Five hours worth of
My host, undernets.me, has been up since Sunday, September 8th.
root@undernets:~# uptime 17:35:47 up 57 days, 1:53, 2 users, load average: 0.00, 0.00, 0.00
The oldest log entry I have is dated Sep 29 06:40:15 so presumably either a. I didn’t turn on
ufw until three weeks after I first spun up the instance or b.
ufw deletes rolled logs after a certain amount of time.
Most likely it’s the latter. Logs that pile up with being deleted would eventually consume all available storage space. A friend and mentor taught me best practice is to mount
/var in it’s own partition for that very reason.
The Dev Ops engineer who taught me what little I know about this stuff was always adamant that a public-facing host be locked down to the greatest extent possible. If you don’t need it, keep it closed. Since the exercise didn’t require anything other than the ability to
ssh remotely, the only port I opened up was 22.
root@undernets:~# ufw status verbose Status: active Logging: on (low) Default: deny (incoming), allow (outgoing), disabled (routed) New profiles: skip To Action From -- ------ ---- 22/tcp (OpenSSH) ALLOW IN Anywhere 22/tcp (OpenSSH (v6)) ALLOW IN Anywhere (v6)
Now that I think of it, I can’t recall whether port 22 was open by default on the Digital Ocean image. Or for that matter, whether
ufw was enabled by default.
There were roughly 125K
ufw.log entries so I pulled approximately five hours worth worth of data from the end of the oldest log, 857 entries in all.
I poked around online a bit to try and figure out how to pull logs from a remote host over an
ssh tunnel. The easiest solution I found was a nifty bit of command line wizardry from user Florian Fida on a Unix & Linux Stack Exchange post.

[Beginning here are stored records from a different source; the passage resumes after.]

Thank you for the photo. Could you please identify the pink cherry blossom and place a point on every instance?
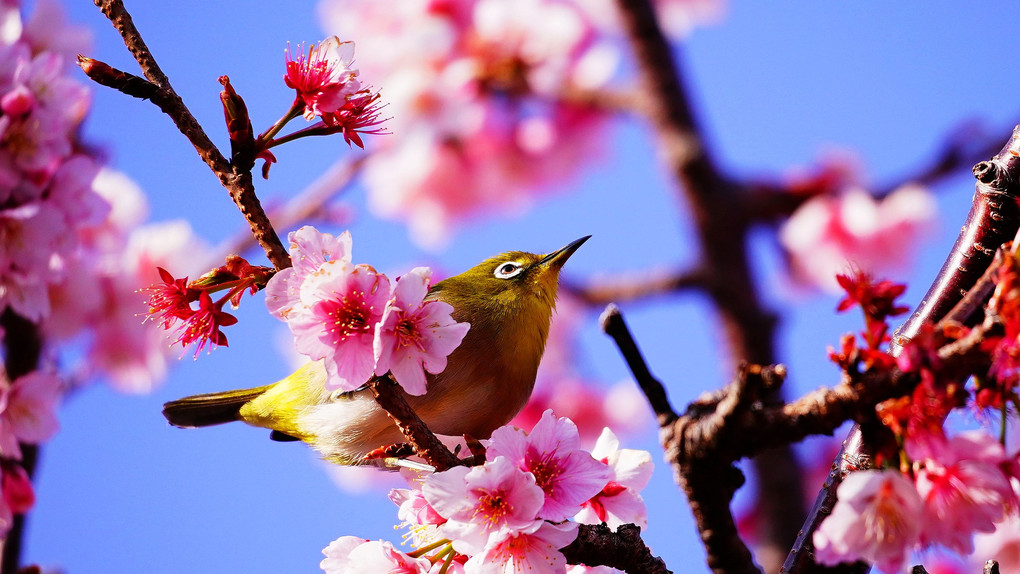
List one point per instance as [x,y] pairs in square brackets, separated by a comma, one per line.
[828,235]
[964,490]
[29,411]
[483,502]
[552,453]
[310,250]
[619,502]
[875,519]
[344,306]
[351,555]
[1002,545]
[530,553]
[323,77]
[415,335]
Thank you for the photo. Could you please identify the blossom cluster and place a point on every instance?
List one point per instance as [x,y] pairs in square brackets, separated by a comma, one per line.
[842,224]
[930,488]
[350,317]
[478,95]
[511,514]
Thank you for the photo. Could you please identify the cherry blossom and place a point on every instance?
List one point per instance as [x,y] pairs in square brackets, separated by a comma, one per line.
[875,519]
[552,453]
[28,411]
[350,555]
[415,335]
[964,490]
[619,502]
[485,502]
[531,553]
[828,235]
[323,77]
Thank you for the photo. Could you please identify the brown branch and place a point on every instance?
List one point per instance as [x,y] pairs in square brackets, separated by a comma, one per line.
[425,444]
[238,181]
[612,323]
[722,233]
[992,220]
[623,550]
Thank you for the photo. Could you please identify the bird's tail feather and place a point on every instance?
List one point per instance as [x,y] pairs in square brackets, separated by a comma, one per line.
[213,408]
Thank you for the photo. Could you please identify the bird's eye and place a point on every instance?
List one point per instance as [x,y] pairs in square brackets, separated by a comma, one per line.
[508,269]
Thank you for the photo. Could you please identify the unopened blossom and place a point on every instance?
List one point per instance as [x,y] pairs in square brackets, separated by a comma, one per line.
[876,519]
[322,77]
[351,555]
[828,235]
[964,490]
[28,411]
[485,502]
[619,502]
[530,553]
[415,335]
[552,453]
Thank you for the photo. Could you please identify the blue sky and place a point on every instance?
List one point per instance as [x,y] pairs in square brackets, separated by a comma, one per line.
[776,86]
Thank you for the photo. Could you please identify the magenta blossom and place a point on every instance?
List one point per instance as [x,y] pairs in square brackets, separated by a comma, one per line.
[875,519]
[415,335]
[485,503]
[552,453]
[964,490]
[323,77]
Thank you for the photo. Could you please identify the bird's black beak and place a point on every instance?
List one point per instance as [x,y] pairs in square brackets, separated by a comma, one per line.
[559,257]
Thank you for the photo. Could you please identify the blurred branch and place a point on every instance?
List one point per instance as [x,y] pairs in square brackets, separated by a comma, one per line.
[238,181]
[722,232]
[623,550]
[992,220]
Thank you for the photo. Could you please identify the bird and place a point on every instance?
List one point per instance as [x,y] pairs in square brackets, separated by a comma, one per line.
[508,300]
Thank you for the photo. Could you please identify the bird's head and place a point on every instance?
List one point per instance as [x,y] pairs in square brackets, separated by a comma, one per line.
[514,280]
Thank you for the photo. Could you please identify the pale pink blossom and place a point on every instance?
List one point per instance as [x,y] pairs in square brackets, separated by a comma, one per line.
[964,490]
[415,335]
[829,235]
[619,502]
[310,250]
[415,513]
[29,411]
[531,553]
[483,502]
[340,325]
[552,453]
[351,555]
[875,519]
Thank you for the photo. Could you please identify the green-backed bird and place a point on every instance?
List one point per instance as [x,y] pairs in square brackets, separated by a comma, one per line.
[508,300]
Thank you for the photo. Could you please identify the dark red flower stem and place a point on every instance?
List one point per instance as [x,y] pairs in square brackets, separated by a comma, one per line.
[992,220]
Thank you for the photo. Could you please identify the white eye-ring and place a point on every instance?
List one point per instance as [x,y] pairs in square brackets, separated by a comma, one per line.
[508,269]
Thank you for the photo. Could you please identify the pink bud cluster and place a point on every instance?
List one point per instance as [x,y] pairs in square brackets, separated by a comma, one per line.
[513,513]
[350,317]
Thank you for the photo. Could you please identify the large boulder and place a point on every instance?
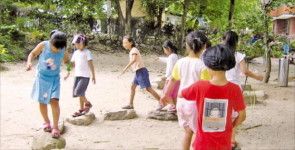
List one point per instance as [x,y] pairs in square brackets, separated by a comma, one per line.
[120,115]
[44,141]
[83,120]
[162,115]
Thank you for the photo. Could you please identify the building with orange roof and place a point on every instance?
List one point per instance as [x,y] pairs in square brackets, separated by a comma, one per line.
[284,20]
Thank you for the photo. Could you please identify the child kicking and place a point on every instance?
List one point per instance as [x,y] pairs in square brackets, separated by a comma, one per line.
[141,76]
[171,50]
[215,101]
[82,61]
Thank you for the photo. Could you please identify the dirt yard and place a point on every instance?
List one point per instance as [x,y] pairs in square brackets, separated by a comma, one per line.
[270,125]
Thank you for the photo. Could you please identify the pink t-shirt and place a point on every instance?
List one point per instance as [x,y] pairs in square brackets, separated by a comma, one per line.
[215,105]
[138,60]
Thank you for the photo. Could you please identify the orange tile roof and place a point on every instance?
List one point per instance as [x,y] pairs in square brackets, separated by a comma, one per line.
[282,10]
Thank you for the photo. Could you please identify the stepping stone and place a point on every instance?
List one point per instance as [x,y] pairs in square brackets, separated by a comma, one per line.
[44,141]
[162,115]
[120,115]
[83,120]
[159,84]
[252,97]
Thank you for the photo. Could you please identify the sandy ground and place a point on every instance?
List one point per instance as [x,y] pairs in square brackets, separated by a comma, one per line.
[20,118]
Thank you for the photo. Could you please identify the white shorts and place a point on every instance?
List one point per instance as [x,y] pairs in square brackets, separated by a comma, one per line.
[187,113]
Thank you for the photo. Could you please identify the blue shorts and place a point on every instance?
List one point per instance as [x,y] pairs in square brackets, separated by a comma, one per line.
[142,78]
[80,86]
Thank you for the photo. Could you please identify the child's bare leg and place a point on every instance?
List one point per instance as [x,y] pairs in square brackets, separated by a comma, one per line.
[188,134]
[233,137]
[154,93]
[174,101]
[55,111]
[83,100]
[132,94]
[44,113]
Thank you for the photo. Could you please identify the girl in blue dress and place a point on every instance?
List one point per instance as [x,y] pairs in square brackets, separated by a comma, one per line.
[46,88]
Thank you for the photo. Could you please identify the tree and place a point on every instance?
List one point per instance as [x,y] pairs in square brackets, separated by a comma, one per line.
[128,27]
[183,23]
[230,14]
[125,23]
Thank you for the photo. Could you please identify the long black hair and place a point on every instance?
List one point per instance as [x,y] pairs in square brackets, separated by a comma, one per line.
[130,39]
[219,58]
[231,39]
[170,45]
[196,40]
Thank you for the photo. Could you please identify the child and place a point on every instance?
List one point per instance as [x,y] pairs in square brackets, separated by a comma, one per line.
[171,51]
[188,70]
[84,69]
[215,101]
[46,89]
[142,76]
[231,39]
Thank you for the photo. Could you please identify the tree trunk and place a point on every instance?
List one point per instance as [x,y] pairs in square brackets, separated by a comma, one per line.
[183,24]
[128,28]
[267,50]
[231,13]
[159,17]
[120,17]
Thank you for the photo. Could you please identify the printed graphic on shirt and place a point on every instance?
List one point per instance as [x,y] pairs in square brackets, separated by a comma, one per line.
[214,115]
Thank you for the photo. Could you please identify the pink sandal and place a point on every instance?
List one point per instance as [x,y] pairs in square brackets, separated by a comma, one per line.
[172,109]
[88,105]
[55,133]
[46,126]
[78,113]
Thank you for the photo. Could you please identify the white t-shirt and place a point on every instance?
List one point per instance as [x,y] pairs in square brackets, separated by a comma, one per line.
[189,70]
[81,58]
[138,61]
[171,61]
[233,75]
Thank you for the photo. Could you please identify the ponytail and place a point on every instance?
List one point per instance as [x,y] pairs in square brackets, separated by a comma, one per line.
[170,45]
[230,39]
[196,40]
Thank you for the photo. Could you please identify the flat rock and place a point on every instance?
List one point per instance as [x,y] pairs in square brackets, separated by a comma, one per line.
[252,97]
[43,140]
[246,87]
[83,120]
[162,115]
[159,84]
[120,115]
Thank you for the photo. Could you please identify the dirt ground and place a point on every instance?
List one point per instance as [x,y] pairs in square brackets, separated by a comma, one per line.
[270,125]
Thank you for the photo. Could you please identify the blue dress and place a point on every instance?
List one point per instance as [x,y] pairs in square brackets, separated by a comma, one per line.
[47,81]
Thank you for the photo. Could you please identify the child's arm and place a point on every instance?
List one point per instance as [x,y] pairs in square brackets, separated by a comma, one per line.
[248,72]
[164,99]
[69,68]
[90,63]
[241,117]
[66,57]
[68,74]
[133,60]
[35,52]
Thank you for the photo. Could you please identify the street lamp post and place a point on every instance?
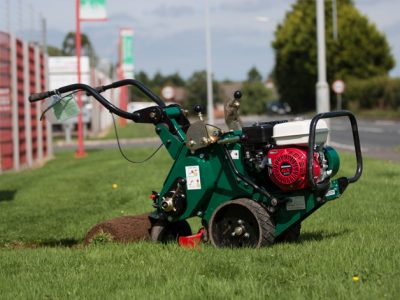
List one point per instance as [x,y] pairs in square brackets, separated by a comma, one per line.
[210,105]
[322,85]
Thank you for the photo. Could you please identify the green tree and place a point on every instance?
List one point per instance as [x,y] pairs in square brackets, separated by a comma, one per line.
[197,91]
[255,97]
[361,51]
[254,75]
[69,48]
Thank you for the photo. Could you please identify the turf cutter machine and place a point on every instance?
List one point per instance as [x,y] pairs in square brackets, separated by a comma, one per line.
[250,186]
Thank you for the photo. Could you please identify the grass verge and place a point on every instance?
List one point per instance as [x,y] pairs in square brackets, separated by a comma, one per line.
[45,213]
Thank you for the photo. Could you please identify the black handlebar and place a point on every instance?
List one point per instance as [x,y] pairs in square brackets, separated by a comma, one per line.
[40,96]
[356,139]
[95,92]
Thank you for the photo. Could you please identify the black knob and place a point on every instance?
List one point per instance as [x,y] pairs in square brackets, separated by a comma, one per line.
[237,95]
[198,108]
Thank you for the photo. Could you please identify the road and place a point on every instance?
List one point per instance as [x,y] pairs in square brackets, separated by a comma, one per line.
[380,139]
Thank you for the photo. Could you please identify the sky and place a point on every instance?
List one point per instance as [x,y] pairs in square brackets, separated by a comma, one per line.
[170,35]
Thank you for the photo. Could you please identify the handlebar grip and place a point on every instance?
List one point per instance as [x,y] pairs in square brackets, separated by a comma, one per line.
[98,89]
[40,96]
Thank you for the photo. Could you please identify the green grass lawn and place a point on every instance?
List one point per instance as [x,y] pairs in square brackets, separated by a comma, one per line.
[46,211]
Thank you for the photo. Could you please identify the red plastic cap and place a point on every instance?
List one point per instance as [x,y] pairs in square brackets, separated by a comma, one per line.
[191,241]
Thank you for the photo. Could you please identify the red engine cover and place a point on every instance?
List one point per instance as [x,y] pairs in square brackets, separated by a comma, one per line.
[289,168]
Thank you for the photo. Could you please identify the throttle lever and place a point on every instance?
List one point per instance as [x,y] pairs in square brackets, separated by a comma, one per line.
[98,89]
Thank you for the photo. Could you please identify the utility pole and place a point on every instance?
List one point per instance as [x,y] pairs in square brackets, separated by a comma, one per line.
[323,104]
[210,105]
[334,20]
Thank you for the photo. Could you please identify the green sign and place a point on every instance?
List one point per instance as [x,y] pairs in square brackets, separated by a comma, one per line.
[127,58]
[93,9]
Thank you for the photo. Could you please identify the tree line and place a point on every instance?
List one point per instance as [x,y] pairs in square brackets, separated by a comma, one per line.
[361,56]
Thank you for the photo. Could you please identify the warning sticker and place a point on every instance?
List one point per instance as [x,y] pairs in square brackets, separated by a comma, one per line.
[234,154]
[330,193]
[193,177]
[296,203]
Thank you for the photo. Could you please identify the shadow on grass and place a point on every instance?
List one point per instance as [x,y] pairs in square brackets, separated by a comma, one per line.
[62,243]
[7,195]
[321,235]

ssh email@example.com 'cat /var/ufw.log' > /Downloads/ufw.log
I’m fairly certain this only works because the logs are plain text files and in this circumstance
cat is reading the content of the log rather than dealing with actually file transfer. If they were binaries,
sftp would be in order. I doubt
cat would be of any use.
Once the logs were local, I cleaned them up replacing (most) spaces with commas, changed the file sufix to .csv, and imported the data into a Google Sheet.
For my IP geolocation data I signed up with IP2Location for a demo API key good for 5,000 credits. I opted for IP2Location in part because they provide a nifty Google Sheets add-on for pulling geolocation information directly into the sheet using a simple spreadsheet function. I also opted for IP2Location because I’m woefully inept when it comes to tapping into web APIs and as far as I can tell the the only easy way to utilize Ipinfo.io via web interface is one IP address at a time.